I met with a data scientist so that I might get a better understanding of what it actually means to teach code to learn. We sat in a cabin without internet, surrounded by stands of pine, eating french toast from a cast iron skillet: in short the least likely place to start a conversation with “does creating intelligence make you a god?” I did not ask this; at times I can possess shockingly normal levels of chill. Instead, I asked him to explain in digestible terms why he needs artificial intelligence. The idea behind learning programs in his line of work is simple: the amount of data and the ways in which it can be manipulated are sometimes so ugly that it’s easier to let a program learn from experience with that data, and to accept a certain margin of expected error, than to lose the immense time for a human to do the same thing perfectly.
To illustrate better for me, he drew this example. The Post Office, as you might imagine, has access to an absurd amount of handwriting, a truly astronomical selection. The Post Office thinks, “if we can get a computer to read numbers, we can sort mail by zip code a thousand times faster.” So they give a programmer tens of thousands of handwritten digits, which the programmer splits into two halves: training and testing. Through the first part, a programmer says “this is what a seven looks like, this is how this arrangement of pixels translates to you as values,” since the computer doesn’t have a real visual component.

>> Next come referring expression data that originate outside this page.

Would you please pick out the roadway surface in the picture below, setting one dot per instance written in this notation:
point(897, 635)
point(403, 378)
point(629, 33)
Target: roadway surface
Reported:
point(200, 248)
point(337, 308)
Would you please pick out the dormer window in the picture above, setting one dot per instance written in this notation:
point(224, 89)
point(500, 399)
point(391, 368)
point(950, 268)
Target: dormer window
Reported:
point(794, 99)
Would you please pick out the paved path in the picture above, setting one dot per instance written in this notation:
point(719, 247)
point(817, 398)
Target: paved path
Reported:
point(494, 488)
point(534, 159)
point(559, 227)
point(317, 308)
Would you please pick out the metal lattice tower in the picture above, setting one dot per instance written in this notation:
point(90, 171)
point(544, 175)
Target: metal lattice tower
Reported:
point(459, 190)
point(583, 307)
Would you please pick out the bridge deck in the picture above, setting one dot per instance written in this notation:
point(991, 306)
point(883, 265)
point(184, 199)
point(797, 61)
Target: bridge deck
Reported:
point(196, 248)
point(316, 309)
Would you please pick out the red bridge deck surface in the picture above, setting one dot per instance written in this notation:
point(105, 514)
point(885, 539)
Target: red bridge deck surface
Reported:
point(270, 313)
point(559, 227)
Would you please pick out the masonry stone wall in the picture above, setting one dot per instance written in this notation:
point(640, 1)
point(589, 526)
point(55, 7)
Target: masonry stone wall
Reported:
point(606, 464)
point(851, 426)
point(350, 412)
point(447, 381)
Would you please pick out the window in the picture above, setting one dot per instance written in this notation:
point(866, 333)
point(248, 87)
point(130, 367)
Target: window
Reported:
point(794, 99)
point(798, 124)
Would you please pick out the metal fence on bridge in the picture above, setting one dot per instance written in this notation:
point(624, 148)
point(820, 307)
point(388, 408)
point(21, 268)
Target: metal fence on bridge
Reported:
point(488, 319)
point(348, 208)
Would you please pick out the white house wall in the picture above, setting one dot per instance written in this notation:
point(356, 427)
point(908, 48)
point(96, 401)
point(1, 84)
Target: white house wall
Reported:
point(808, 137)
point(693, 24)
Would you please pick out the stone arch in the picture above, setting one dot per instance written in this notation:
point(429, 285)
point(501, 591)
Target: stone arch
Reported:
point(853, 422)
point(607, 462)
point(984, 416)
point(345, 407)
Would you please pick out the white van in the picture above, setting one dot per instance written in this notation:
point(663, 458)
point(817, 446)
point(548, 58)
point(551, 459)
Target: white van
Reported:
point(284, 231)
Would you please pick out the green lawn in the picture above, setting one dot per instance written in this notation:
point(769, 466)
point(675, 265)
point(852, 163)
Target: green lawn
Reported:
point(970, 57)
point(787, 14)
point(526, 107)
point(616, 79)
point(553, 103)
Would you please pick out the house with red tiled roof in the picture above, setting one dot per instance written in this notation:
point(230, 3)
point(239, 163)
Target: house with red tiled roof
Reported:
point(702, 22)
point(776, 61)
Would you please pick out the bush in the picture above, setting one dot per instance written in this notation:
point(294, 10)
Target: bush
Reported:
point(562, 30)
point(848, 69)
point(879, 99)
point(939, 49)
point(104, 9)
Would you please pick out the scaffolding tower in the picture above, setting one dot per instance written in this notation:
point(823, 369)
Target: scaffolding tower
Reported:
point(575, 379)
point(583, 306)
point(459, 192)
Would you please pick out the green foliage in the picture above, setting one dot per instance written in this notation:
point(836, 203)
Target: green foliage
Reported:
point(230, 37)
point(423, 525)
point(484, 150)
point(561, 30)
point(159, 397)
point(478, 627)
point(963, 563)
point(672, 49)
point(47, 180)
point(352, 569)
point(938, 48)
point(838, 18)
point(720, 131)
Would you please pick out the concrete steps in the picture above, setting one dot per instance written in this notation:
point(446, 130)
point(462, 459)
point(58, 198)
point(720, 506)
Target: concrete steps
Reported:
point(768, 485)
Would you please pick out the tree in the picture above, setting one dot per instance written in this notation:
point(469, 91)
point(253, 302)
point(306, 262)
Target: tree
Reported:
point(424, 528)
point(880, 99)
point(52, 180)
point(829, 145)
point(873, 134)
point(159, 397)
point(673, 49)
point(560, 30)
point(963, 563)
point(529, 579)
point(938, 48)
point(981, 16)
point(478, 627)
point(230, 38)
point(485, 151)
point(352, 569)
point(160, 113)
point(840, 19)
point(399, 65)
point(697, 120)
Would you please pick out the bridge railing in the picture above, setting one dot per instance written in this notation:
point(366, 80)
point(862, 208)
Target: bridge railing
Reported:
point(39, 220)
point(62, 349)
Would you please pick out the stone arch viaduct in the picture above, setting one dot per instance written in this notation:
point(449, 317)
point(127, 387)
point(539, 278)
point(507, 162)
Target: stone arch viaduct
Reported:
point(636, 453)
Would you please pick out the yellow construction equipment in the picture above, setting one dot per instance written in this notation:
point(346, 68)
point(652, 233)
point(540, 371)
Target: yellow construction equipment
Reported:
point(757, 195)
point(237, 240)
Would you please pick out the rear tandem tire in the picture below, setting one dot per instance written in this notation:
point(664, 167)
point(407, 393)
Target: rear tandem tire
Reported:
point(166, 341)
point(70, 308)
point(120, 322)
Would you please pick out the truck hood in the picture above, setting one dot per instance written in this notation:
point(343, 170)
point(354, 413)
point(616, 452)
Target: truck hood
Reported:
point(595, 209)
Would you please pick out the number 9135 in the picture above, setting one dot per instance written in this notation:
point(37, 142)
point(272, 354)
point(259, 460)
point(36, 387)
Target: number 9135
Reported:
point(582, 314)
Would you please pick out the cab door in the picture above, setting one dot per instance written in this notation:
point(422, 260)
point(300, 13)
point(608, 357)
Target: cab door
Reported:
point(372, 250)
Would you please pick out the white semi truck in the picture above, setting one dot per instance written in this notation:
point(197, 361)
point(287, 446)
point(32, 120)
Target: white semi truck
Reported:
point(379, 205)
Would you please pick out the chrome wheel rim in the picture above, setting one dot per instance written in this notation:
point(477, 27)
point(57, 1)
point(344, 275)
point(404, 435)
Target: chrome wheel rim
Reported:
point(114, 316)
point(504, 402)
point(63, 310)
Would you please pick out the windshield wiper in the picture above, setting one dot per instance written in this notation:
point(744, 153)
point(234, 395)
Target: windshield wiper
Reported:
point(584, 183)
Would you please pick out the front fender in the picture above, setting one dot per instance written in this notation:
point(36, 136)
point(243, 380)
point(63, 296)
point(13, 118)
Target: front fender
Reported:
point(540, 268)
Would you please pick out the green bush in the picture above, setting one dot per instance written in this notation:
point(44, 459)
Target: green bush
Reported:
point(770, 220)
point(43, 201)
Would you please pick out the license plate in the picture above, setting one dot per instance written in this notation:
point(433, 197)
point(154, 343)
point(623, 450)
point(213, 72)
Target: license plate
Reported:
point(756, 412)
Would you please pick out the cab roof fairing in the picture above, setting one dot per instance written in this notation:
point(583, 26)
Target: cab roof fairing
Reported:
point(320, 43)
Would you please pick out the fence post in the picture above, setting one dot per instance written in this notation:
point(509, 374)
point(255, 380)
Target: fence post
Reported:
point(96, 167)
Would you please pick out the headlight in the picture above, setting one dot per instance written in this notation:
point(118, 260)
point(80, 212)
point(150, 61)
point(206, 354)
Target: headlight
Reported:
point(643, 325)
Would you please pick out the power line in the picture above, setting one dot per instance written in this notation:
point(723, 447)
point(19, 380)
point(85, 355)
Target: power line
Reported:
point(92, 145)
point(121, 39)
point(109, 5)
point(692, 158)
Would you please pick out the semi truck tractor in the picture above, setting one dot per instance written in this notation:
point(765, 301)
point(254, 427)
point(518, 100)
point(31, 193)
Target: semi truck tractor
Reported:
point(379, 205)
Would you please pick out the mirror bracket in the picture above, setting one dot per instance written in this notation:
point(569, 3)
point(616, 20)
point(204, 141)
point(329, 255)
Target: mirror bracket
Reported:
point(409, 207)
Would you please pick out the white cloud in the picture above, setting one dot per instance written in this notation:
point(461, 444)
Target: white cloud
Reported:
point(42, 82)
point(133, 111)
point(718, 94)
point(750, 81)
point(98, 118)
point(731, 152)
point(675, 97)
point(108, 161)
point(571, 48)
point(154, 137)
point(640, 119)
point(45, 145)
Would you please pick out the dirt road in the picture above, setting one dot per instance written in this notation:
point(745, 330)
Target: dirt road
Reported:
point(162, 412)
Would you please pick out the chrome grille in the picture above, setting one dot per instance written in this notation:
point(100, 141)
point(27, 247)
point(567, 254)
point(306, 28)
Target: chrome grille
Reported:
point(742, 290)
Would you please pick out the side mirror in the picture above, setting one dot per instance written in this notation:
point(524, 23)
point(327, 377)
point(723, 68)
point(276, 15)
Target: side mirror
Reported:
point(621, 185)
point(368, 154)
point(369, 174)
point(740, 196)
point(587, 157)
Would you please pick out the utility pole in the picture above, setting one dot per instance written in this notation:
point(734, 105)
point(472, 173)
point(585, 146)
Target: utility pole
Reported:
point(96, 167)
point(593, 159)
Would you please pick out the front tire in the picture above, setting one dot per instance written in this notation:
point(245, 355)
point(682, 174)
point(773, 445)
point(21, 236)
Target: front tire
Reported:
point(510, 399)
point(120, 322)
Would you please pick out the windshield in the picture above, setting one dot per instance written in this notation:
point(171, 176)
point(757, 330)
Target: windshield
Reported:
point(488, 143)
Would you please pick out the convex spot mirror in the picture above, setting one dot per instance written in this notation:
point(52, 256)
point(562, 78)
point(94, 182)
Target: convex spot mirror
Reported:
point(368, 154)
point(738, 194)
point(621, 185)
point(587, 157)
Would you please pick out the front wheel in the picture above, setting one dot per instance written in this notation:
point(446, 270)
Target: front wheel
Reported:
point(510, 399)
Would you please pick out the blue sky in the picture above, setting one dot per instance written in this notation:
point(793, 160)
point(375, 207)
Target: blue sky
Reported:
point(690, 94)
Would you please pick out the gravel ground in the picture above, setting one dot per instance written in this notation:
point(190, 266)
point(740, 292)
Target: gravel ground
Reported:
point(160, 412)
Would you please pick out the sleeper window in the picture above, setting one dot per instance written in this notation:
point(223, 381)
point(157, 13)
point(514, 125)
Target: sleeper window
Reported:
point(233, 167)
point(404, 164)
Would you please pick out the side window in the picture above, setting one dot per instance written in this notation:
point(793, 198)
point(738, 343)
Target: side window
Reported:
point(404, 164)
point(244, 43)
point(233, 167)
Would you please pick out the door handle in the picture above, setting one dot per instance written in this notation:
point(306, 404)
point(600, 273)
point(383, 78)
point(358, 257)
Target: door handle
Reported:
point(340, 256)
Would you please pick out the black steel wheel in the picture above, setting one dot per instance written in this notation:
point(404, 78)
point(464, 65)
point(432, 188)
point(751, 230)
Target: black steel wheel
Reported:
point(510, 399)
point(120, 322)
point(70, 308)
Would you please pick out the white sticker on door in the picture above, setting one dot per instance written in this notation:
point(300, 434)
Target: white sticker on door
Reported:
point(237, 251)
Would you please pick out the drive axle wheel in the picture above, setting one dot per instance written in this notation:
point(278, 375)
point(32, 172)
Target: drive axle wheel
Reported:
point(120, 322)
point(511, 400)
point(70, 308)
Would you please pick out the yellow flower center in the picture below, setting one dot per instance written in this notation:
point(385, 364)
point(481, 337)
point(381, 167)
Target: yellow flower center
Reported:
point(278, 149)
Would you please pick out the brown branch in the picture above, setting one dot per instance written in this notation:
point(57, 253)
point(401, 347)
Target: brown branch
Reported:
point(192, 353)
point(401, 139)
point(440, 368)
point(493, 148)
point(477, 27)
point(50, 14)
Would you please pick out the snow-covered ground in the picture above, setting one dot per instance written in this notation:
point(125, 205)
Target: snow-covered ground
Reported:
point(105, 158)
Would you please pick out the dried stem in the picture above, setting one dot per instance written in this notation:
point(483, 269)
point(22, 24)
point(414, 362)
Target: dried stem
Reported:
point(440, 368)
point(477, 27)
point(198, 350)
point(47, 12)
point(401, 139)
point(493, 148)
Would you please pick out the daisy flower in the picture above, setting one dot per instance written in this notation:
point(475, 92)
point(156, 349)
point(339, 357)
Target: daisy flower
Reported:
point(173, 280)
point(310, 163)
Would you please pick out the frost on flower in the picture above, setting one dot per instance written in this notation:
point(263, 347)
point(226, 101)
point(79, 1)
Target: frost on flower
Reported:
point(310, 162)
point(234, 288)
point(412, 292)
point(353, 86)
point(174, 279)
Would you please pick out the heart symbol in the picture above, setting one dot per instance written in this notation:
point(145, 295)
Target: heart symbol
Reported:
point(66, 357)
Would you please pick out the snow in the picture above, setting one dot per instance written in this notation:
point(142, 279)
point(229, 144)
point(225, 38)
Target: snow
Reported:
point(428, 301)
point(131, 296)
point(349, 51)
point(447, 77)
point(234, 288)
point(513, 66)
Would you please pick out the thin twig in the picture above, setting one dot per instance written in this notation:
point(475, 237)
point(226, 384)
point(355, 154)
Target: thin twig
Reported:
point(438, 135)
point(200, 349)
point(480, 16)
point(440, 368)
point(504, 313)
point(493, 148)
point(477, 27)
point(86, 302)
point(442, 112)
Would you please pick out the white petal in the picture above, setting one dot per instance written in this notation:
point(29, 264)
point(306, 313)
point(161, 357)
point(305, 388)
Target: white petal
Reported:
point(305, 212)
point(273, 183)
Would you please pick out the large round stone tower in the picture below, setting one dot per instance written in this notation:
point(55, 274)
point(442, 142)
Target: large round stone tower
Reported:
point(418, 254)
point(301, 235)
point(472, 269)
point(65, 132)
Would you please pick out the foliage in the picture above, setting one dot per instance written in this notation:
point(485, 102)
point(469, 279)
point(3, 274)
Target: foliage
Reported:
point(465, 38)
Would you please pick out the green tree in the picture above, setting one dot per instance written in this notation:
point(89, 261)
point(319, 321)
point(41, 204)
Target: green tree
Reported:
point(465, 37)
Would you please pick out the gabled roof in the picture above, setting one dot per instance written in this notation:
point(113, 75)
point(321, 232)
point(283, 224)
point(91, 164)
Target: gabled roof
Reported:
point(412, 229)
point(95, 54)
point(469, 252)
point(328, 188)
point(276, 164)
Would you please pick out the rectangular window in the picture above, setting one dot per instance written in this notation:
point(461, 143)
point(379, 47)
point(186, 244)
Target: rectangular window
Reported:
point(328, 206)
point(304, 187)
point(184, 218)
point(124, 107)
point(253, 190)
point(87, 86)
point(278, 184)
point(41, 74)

After a while, the programmer might ask it to identify on its own. It can learn from being told its mistakes, over and over and over until the program has absorbed enough to test itself on the second set of data and see how well it did. It’s the teach a man to fish principle: by teaching the program to discover number imaging on its own rather than just giving it parameters, the brain has a better chance of accurate classification as a result of its catalog of successes and failures. In the beginning it looks like a dad setting up the fishing line for the child to cast, as the coder holds the code’s hand through one small, specific part of the task, but that brain is stronger and more capable having learned by doing and can build upon that task. These are the kinds of little problems scientists are giving to learning computers to solve. Mundane tasks and games with a learning element are very popular among scientists now, because they are extremely helpful and time-saving to humans but also ever-so-slowly nudge forward the study and efficiency of learning on the whole.
I address envelopes more meaningfully with this in mind, and regret that phase in grammar school when I put different smiley faces in all my zeros. I wonder if there is a line of frustrated code for deciphering them, one of millions, just for me. I formally apologize, technology. I couldn’t have known.